My fellow Pakistanis, lend me your ears
Unending and one-sided lectures don’t do student any good.
In Pakistan, teachers use this method to complete the prescribed curriculum on time to satisfy themselves, the students and the parents. Strict adherence to this traditional style is one of the main reasons for the deterioration of our educational standards. Use of the lecture method only, is a sign that the majority of the instructors do little to prepare lesson plans, incorporate group activities or inspire students to be life-long learners.
Some teachers are working with a heavy course load, or working multiple jobs, and therefore do not have much time to put together a proper lesson before a class. Even worse, many teachers don’t make organised plans because of sheer negligence and ignorance. This is often because of the mindset of such instructors who consider the act of educating as a part of their job description and lack the passion to impart knowledge. For such instructors the textbook is the curriculum, the lesson plan and an end in itself. On the other hand, effective teachers first plan the objectives of the lesson and then develop a lesson plan incorporating these objectives. These critically thought out and planned lessons contain content and learning beyond any one textbook, and are designed to reach more than just the ears.

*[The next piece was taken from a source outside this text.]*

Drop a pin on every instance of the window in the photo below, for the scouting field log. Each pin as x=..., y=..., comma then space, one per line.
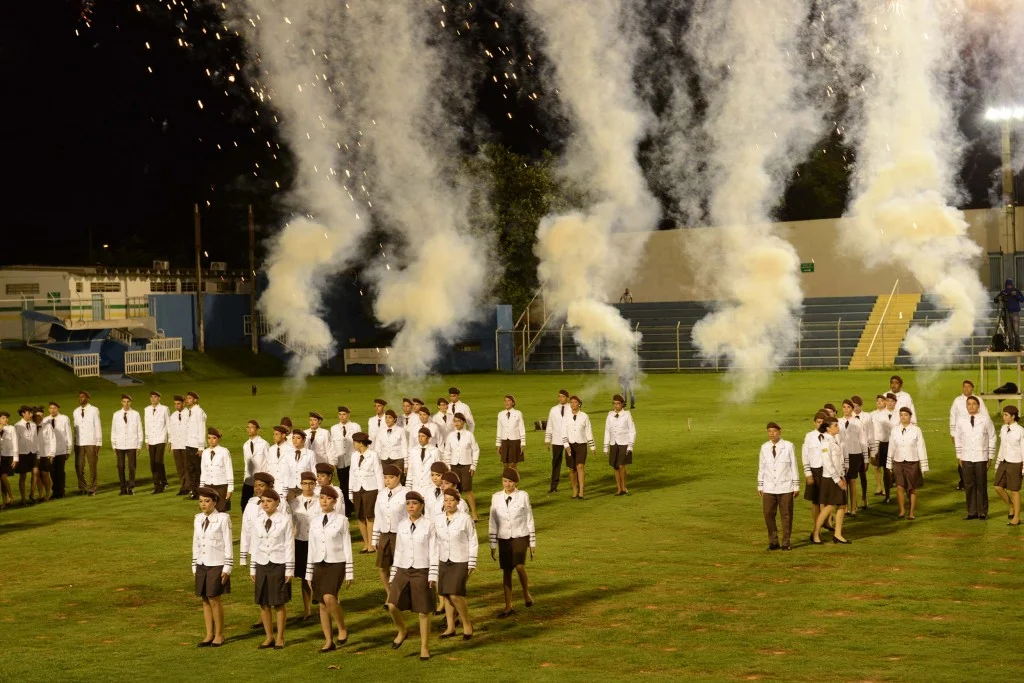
x=23, y=288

Individual or group activities are used in lessons to reinforce learning and provide motivation. Activities by nature are not part of the lecture method and so students have to think and act rather than passively listen and receive. It is essential for teachers to integrate individual and group activities according to the objective of their lesson and the aptitude of the students. Students who have experienced activity based learning go on in life to become better learners and adapters to different environments. Activities often require basic materials such as in the case of model building exercises i.e. tower building, bridge building, dam building or the use of teaching aids such as pictures and multimedia. The product of group activities in-class or at home may even be displayed in the classroom or hallways.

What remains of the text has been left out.